The port is open but operations have slowed because of manpower shortages, a Kuehne+Nagel spokesman said. He added that the larger challenge is inland, where truckers are beset by delays caused by testing requirements and other public-health restrictions.

“This is a risk to global supply chains,” said Aaditya Mattoo, chief economist for East Asia and the Pacific at the World Bank, referring to the continuing disruption from Covid-19. How severe the disruption gets depends on how long it lasts, he said, though he added that China has shown in earlier phases of the pandemic that its industrial engine can recover rapidly once restrictions are eased.

A gauge of services sector activity in China published Wednesday tumbled to its lowest level since February 2020, as dozens of provinces imposed strict anti-coronavirus restrictions that prevented people from moving around and weighed on consumer spending.

The Caixin China services purchasing managers index dropped to 42.0 in March from 50.2 in February, Caixin Media Co. and research company IHS Markit said. A reading below 50 indicates activity is contracting rather than expanding.

Workers sorted bags of vegetables and groceries to distribute them to residents at a compound in Shanghai on Tuesday.


“The latest wave of the Covid-19 epidemic hit China’s services sector hard,” said Wang Zhe, a senior economist at Caixin Insight Group.

Service-sector employment fell again, according to the index, while new orders and export demand also declined. Business confidence reached a 19-month low.

Highlighting the effect of the lockdowns, trips within China by travelers visiting family and friends over the traditional three-day tomb-sweeping holiday, which ended Tuesday, were down 26.2% from a year earlier, China’s Ministry of Culture and Tourism said Tuesday.

A similar gauge of private-sector activity in Hong Kong, which has also been hit hard by the Omicron variant, showed another decline in March compared with February. The purchasing managers index for Hong Kong’s manufacturing, services and construction sectors came in at 42 in March, IHS Markit said Wednesday, down from 42.9 in February, which was below the 50 mark signaling expansion. The latest decline was the fastest since April 2020, IHS Markit said, as Hong Kong’s struggles with Covid-19 were aggravated by widening lockdowns on the mainland.
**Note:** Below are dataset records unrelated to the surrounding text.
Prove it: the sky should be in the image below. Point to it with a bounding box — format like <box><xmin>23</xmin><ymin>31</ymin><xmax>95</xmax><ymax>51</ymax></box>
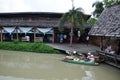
<box><xmin>0</xmin><ymin>0</ymin><xmax>102</xmax><ymax>14</ymax></box>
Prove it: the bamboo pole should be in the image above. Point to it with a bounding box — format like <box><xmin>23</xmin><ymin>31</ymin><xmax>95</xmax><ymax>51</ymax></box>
<box><xmin>0</xmin><ymin>28</ymin><xmax>3</xmax><ymax>42</ymax></box>
<box><xmin>52</xmin><ymin>28</ymin><xmax>55</xmax><ymax>43</ymax></box>
<box><xmin>16</xmin><ymin>27</ymin><xmax>19</xmax><ymax>40</ymax></box>
<box><xmin>34</xmin><ymin>28</ymin><xmax>36</xmax><ymax>42</ymax></box>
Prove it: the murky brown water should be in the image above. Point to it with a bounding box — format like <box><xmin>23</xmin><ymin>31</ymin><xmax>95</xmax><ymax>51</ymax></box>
<box><xmin>0</xmin><ymin>50</ymin><xmax>120</xmax><ymax>80</ymax></box>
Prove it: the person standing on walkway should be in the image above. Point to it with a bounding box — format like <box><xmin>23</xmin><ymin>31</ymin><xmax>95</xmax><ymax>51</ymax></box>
<box><xmin>60</xmin><ymin>34</ymin><xmax>64</xmax><ymax>43</ymax></box>
<box><xmin>86</xmin><ymin>36</ymin><xmax>89</xmax><ymax>46</ymax></box>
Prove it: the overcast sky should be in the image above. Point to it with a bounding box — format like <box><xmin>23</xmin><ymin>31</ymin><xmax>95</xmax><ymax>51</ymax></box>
<box><xmin>0</xmin><ymin>0</ymin><xmax>102</xmax><ymax>14</ymax></box>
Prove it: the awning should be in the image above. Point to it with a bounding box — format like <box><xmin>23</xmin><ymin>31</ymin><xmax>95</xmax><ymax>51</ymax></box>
<box><xmin>37</xmin><ymin>28</ymin><xmax>52</xmax><ymax>35</ymax></box>
<box><xmin>3</xmin><ymin>27</ymin><xmax>15</xmax><ymax>34</ymax></box>
<box><xmin>19</xmin><ymin>27</ymin><xmax>32</xmax><ymax>34</ymax></box>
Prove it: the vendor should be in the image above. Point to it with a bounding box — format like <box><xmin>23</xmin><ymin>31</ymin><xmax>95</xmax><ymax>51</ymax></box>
<box><xmin>105</xmin><ymin>45</ymin><xmax>115</xmax><ymax>54</ymax></box>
Alongside the current wave of Covid-19, China’s economy is also struggling with a real estate slump and a slowdown in demand for Chinese goods overseas as a burst of inflation generated by the war in Ukraine hits the pocketbooks of Western consumers.

On Tuesday, the World Bank cut its forecast for economic growth in China this year to 5% from 5.4%, though it said growth could come in as low as 4% if the economic fallout from Russia’s invasion of Ukraine, higher interest rates in the U.S. or the pandemic proves worse than anticipated. Beijing has set a growth target of around 5.5% for the year.